Special occasions such as bachelor(ette) parties and wedding travel usually have one or two guests of honour. To allow these to enjoy the journey, the organizer should preferably be a friend of those (the best man, bridesmaid, or similar).
While many tour groups seem to naturally tend towards renting a bus (possibly including a driver) this has its own drawbacks and may not even always be the cheapest option. Buses are often rather limited in terms of speed and can be uncomfortable over long stretches. Deutsche Bahn is among the railway operators with offers for groups, ranging from Ländertickets for up to five people, offers from 19.90€ per person for groups of 6 or more people or an entire special excursion train. The Spanish RENFE has the "mesa" (table) offer where you buy a table and the four seats around it for a flat rate no matter whether one or four sit on those seats. In general ordering well in advance gives you the best offers and enables you to compare several offers. Compared to flying and driving, train travel has the advantage of letting people in the group walk around and talk to each other on the way.
Some money can be saved on flight baggage if not everyone in the party checks in a bag.
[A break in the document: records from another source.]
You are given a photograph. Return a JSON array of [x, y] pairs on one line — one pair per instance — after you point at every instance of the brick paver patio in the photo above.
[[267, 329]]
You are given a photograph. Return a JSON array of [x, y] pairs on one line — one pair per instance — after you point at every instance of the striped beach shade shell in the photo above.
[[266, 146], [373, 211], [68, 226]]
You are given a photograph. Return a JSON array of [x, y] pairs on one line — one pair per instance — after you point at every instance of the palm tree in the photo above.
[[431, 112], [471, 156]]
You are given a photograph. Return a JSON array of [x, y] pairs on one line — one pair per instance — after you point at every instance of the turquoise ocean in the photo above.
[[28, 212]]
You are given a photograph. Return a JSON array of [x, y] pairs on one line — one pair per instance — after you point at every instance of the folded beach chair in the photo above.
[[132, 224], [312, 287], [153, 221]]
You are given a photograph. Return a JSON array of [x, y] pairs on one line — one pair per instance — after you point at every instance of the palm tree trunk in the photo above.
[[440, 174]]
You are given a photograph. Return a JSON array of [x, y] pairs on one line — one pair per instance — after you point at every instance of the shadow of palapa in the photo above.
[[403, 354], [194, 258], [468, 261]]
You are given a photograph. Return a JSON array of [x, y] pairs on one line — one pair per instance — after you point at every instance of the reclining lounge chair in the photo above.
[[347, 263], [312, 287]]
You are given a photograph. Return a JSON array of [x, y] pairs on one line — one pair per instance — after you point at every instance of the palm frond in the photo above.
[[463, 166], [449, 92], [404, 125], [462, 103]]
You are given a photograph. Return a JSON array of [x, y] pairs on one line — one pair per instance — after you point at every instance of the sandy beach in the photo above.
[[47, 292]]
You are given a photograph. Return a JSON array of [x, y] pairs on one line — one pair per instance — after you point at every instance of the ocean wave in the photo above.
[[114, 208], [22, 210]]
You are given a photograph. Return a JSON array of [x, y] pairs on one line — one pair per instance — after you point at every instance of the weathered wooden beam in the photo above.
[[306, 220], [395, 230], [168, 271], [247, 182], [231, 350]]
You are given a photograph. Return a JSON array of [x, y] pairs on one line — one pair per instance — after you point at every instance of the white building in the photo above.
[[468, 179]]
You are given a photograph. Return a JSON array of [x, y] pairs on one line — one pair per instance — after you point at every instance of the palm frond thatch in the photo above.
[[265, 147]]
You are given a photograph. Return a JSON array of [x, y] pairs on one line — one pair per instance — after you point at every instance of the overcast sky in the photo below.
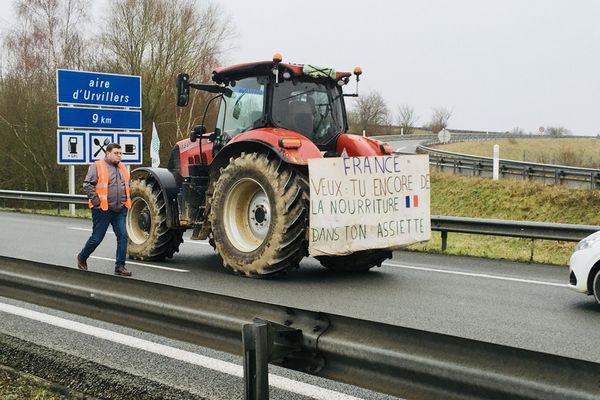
[[496, 64]]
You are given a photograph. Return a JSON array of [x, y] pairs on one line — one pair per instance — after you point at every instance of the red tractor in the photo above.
[[244, 186]]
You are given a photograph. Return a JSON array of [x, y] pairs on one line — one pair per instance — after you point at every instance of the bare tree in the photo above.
[[45, 38], [157, 39], [439, 119], [370, 111], [557, 131], [407, 118]]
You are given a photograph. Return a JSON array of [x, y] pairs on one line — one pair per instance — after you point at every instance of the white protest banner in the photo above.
[[363, 203]]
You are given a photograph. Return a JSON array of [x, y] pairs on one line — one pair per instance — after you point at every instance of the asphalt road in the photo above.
[[514, 304]]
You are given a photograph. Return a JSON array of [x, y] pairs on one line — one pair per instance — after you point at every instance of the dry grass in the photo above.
[[574, 152], [458, 195]]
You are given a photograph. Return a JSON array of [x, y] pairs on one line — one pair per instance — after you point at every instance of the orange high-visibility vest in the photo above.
[[102, 185]]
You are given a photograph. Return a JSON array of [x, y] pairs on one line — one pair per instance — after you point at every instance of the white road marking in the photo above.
[[79, 229], [502, 278], [174, 353], [143, 265], [202, 242]]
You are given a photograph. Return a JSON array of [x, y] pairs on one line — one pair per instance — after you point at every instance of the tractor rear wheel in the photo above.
[[258, 216], [149, 236], [355, 262]]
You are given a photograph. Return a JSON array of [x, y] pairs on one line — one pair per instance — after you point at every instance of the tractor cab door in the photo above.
[[311, 108], [242, 111]]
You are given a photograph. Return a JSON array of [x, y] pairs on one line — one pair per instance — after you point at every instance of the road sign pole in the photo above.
[[72, 187]]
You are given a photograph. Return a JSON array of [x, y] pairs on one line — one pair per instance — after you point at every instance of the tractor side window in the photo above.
[[309, 108], [244, 109]]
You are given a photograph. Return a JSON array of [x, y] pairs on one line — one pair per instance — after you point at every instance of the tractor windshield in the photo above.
[[244, 109], [311, 108]]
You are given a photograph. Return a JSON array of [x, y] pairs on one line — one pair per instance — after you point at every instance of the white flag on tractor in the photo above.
[[155, 147]]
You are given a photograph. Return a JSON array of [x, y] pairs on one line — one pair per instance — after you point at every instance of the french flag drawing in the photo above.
[[415, 201]]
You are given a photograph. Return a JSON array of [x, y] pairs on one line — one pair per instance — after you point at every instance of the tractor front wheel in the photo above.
[[258, 216], [149, 236]]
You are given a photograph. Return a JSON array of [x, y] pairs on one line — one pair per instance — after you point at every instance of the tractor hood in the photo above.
[[292, 146]]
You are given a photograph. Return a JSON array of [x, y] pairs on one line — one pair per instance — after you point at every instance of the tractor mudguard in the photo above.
[[296, 151], [169, 189], [359, 146]]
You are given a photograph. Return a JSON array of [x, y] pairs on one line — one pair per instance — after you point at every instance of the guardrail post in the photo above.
[[265, 341], [444, 240], [256, 363]]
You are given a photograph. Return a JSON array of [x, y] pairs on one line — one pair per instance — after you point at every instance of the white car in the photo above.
[[584, 266]]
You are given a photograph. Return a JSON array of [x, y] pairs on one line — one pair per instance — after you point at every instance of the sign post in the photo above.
[[86, 126]]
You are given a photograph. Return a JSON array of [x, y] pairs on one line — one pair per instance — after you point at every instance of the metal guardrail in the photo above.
[[389, 359], [44, 196], [443, 224], [483, 166]]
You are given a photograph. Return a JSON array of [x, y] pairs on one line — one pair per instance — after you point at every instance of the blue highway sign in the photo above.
[[99, 118], [71, 147], [94, 88]]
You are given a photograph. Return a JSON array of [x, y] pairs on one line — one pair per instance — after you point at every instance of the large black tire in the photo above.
[[258, 217], [356, 262], [149, 236]]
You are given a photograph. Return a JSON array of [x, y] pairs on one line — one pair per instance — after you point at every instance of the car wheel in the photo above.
[[596, 287]]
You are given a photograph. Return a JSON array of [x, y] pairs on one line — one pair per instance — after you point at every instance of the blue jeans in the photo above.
[[100, 221]]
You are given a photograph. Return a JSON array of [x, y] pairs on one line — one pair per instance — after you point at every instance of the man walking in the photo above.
[[107, 187]]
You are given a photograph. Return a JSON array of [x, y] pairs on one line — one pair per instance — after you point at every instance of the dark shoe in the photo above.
[[81, 263], [122, 271]]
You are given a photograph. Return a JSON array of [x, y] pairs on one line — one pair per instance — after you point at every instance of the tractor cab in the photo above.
[[304, 99], [244, 185]]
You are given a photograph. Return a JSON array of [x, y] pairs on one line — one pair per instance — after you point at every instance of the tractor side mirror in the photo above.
[[183, 89], [197, 132]]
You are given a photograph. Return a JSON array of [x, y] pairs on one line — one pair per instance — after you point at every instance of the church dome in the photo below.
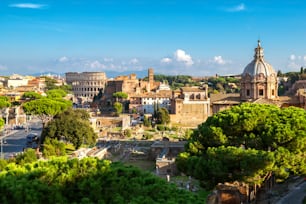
[[258, 65]]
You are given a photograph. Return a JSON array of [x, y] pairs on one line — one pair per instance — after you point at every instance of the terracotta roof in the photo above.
[[192, 89]]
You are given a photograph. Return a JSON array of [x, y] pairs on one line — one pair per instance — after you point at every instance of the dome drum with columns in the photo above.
[[258, 80]]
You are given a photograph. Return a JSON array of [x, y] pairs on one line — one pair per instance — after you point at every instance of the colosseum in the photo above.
[[86, 84]]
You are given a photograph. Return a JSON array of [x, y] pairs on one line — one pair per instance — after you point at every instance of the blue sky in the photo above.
[[194, 37]]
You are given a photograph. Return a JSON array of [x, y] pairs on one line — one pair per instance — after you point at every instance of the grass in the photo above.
[[142, 164]]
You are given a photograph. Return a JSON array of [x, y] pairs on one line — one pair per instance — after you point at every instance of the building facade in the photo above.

Guided tours can be organized for a group.
Watch the moneyEdit
If you're organizing a group trip for business, then the money problem is fairly straightforward: estimate your costs, get your budget approved, figure out which things the business will pay directly, and which things the individual employees will need to file as travel expenses afterwards. It's also simple when one well-off person is paying for everyone else, such as when parents volunteer to take their children and grandchildren on a trip.
Outside of those circumstances, handling money for a group is almost always more complicated. In a group of any size, you will have people who want to do everything as cheaply as possible, and others who will want to spend more lavishly.
- Ask people to tell you their budgets and preferences candidly.
- Send each potential participant a written estimate of the per-person costs. Specify things that are not included, such as transportation to or around the destination, certain meals, sightseeing excursions, or a private hotel room. Tell them when and how they will have to pay their share. Encourage people to drop out early, if your realistic estimate of the costs seems too high.
- If there are some shared costs that need to be paid in advance, such as a fee for reserving a banquet room, then collect that money before the trip begins.